The got npm package is safe to use in production as long as you are on a patched version (11.8.5+ or 12.1.0+) and you constrain where it is allowed to send requests. got is a mature, promise-based HTTP client for Node.js, but like any library that fetches URLs on your behalf, the npm got dependency deserves a look at its one notable CVE and its SSRF exposure before you trust it with user-supplied URLs.
got is downloaded tens of millions of times a week and sits underneath a large chunk of the Node ecosystem, often as a transitive dependency you never chose directly. That reach is exactly why a single redirect bug in it matters.
The one CVE worth knowing: CVE-2022-33987
The most cited security issue in got is CVE-2022-33987, an open-redirect flaw. In affected versions, got did not verify the target of a redirect and would follow a response that redirected the request to a UNIX socket. That behavior can be abused to reach resources the caller never intended to touch.
The fix is straightforward: the flaw was patched in got 12.1.0, and backported to 11.8.5 for the 11.x line. If your lockfile shows anything older, upgrade. Because got frequently arrives transitively, run:
npm ls got
to see every version resolved across your tree, not just the one you declared.
got is ESM-only from v12 onward
A practical gotcha that trips up upgrades: got version 12 and later is a pure ES module. If your project still uses CommonJS require(), require('got') will throw. You either move to ESM import, use a dynamic import(), or stay on the 11.x line (patched at 11.8.5). This is a maintenance decision, not a vulnerability, but teams sometimes pin to a vulnerable 11.x release specifically to avoid the ESM migration, which is the wrong trade. Upgrade to 11.8.5 at minimum.

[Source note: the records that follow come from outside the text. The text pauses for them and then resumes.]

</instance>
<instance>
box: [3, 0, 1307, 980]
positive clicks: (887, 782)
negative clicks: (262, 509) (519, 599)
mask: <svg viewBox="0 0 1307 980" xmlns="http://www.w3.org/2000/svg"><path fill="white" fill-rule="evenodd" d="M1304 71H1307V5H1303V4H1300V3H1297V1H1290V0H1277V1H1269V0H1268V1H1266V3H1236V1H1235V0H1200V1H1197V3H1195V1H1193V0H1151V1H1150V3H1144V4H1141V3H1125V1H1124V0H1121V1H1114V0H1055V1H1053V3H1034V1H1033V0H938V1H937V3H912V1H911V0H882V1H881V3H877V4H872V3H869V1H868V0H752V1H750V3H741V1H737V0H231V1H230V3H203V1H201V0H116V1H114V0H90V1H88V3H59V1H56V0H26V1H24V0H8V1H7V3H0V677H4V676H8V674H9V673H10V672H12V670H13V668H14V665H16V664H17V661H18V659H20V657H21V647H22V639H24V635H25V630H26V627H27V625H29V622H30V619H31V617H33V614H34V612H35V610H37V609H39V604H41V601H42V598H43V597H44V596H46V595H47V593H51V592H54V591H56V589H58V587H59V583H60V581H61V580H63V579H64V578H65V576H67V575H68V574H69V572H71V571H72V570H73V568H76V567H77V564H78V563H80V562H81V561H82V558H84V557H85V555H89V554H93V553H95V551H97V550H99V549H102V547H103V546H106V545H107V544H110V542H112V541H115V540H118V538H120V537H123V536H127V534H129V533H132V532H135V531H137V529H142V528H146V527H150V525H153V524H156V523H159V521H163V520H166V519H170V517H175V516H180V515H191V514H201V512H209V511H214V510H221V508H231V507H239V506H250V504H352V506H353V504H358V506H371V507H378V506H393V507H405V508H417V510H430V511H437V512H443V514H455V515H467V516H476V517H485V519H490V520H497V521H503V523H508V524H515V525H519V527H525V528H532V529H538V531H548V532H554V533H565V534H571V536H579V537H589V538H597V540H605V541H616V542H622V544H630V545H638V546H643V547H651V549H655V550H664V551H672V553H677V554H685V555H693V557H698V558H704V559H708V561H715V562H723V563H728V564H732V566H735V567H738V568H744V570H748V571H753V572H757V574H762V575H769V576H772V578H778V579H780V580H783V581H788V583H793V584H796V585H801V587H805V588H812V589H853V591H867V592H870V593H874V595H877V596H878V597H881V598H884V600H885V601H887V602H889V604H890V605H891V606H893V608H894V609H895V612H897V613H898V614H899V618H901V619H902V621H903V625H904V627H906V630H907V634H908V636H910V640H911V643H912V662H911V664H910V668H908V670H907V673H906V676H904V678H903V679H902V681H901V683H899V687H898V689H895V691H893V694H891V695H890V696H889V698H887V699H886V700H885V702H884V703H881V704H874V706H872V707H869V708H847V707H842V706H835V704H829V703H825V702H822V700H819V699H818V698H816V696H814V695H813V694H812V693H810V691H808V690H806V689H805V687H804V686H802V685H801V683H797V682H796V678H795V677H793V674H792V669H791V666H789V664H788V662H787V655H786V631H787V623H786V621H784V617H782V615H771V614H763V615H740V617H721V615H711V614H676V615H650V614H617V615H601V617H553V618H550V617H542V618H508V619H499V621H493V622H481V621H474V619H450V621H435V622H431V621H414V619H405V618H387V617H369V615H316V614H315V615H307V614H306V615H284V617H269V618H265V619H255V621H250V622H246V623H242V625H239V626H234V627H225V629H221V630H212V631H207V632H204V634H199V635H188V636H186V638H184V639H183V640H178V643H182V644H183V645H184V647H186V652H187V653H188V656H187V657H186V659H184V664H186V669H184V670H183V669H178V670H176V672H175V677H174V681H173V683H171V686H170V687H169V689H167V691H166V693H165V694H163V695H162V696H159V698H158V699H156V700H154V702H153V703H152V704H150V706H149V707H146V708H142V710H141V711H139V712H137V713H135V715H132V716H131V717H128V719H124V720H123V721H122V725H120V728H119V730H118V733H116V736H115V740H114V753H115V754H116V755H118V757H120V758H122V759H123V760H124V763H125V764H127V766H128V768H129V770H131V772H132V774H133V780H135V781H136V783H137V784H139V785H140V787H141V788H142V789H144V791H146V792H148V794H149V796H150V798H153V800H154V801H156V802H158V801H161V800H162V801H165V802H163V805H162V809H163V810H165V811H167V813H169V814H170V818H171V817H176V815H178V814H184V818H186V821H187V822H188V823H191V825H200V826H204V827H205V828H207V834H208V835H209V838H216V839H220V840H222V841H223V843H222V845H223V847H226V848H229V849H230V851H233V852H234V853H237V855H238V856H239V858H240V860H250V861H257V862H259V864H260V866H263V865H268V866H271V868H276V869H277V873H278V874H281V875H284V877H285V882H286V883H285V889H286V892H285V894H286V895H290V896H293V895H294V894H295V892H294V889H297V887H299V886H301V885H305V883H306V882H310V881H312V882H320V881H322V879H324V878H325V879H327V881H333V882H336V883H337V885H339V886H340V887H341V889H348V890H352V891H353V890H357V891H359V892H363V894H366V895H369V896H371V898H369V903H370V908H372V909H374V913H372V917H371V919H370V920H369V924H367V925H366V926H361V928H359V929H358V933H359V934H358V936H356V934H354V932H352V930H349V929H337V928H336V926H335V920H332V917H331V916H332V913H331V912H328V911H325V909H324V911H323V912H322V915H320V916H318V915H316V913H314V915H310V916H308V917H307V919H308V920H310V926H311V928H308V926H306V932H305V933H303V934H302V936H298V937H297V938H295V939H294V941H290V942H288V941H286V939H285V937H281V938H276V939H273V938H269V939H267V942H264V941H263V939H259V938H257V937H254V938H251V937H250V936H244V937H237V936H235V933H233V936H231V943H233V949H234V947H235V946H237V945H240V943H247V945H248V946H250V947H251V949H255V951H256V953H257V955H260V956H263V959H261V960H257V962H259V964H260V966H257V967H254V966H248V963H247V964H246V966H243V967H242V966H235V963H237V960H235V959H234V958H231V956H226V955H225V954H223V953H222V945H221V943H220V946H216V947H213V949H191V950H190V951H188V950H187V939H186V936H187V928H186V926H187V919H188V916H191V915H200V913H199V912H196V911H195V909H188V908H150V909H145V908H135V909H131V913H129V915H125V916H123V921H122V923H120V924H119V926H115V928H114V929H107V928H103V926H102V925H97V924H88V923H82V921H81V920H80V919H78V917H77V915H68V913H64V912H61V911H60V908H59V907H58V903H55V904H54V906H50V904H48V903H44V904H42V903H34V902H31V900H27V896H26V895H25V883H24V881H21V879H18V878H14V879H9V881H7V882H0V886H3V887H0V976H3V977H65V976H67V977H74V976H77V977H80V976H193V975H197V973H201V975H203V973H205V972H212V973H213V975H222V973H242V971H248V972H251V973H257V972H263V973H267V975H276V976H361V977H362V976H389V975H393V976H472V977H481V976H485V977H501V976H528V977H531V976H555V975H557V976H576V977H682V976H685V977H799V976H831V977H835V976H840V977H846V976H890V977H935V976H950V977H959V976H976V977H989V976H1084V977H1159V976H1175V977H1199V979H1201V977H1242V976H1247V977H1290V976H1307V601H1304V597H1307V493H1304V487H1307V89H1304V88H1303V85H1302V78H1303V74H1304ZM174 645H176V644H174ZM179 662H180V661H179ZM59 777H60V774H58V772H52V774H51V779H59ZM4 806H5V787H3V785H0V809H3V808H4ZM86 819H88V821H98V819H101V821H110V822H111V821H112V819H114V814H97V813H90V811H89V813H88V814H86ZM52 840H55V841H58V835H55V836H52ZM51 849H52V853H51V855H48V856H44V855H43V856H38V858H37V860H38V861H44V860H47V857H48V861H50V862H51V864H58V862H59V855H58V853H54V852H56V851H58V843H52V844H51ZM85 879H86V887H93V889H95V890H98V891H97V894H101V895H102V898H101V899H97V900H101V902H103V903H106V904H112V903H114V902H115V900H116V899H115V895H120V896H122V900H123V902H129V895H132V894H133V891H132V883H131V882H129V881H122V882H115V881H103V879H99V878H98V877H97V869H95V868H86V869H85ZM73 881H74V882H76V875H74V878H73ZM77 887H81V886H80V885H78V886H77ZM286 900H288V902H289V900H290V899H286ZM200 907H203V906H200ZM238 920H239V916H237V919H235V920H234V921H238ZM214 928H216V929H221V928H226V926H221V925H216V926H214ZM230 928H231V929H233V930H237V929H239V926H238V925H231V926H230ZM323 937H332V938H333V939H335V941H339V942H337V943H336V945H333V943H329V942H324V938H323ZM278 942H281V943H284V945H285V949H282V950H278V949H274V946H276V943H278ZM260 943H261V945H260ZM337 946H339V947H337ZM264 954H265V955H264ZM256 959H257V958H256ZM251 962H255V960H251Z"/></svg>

SSRF: the risk that isn't a CVE
The larger, ongoing risk with any HTTP client is server-side request forgery. If your code passes a user-controlled URL straight into got, an attacker can point it at internal services, cloud metadata endpoints, or localhost admin ports:
// Dangerous: url comes from the request body
const res = await got(req.body.targetUrl);
No version of got protects you from this by itself, because the library is doing exactly what you asked. The defense is an allowlist and disabled redirects for untrusted input:
import got from 'got';
const client = got.extend({
followRedirect: false,
timeout: { request: 5000 },
retry: { limit: 1 },
});
function isAllowed(url) {
const u = new URL(url);
return u.protocol === 'https:' && ALLOWED_HOSTS.has(u.hostname);
}
if (!isAllowed(userUrl)) throw new Error('host not allowed');
const res = await client(userUrl);
Turning off followRedirect for untrusted destinations directly mitigates the class of problem CVE-2022-33987 lived in, because a redirect can move a request from an allowed host to a forbidden one after your check passed.
Set sane timeouts and retry limits
got will retry and wait on your behalf, and the defaults are generous. An outbound call with no timeout is a slow-loris risk against your own service: a hostile or dead upstream can tie up your event loop and connections. Always set an explicit timeout and cap retry.limit, as in the snippet above. This is defensive hygiene rather than a CVE fix, but it is the difference between a graceful failure and a cascading outage.
Keeping got patched over time
Because got is so often transitive, the version you audited today can regress the next time you update an unrelated dependency. Two habits keep it honest:
- Run
npm audit(or an equivalent scanner) in CI so a vulnerablegotfails the build. - Watch for the ESM/CJS boundary during upgrades so you do not get stuck on an old, vulnerable release for compatibility reasons.
An SCA tool can flag a downgraded or vulnerable got even when it is buried deep in the dependency graph, which is where transitive HTTP clients usually hide. If you are weighing scanner options, our comparison with Snyk covers how transitive detection differs between tools.
FAQ
Is got npm safe to use in 2025?
Yes, on a patched version. Use got 12.1.0 or later, or 11.8.5 if you need CommonJS support. Both fix CVE-2022-33987. The library is actively maintained and widely trusted.
What versions of got are affected by CVE-2022-33987?
Versions before 11.8.5 and versions 12.0.0 through 12.0.x are affected by the redirect-to-UNIX-socket open redirect. Upgrading to 11.8.5 or 12.1.0 resolves it.
Why does require('got') throw an error?
got v12+ is a pure ES module and cannot be loaded with CommonJS require(). Switch your code to import, use a dynamic import(), or stay on the patched 11.8.5 release if you must keep CommonJS.
Does got protect against SSRF automatically?
No. got faithfully requests whatever URL you give it. Preventing SSRF is your responsibility: validate and allowlist hostnames, disable redirects for untrusted input, and set strict timeouts.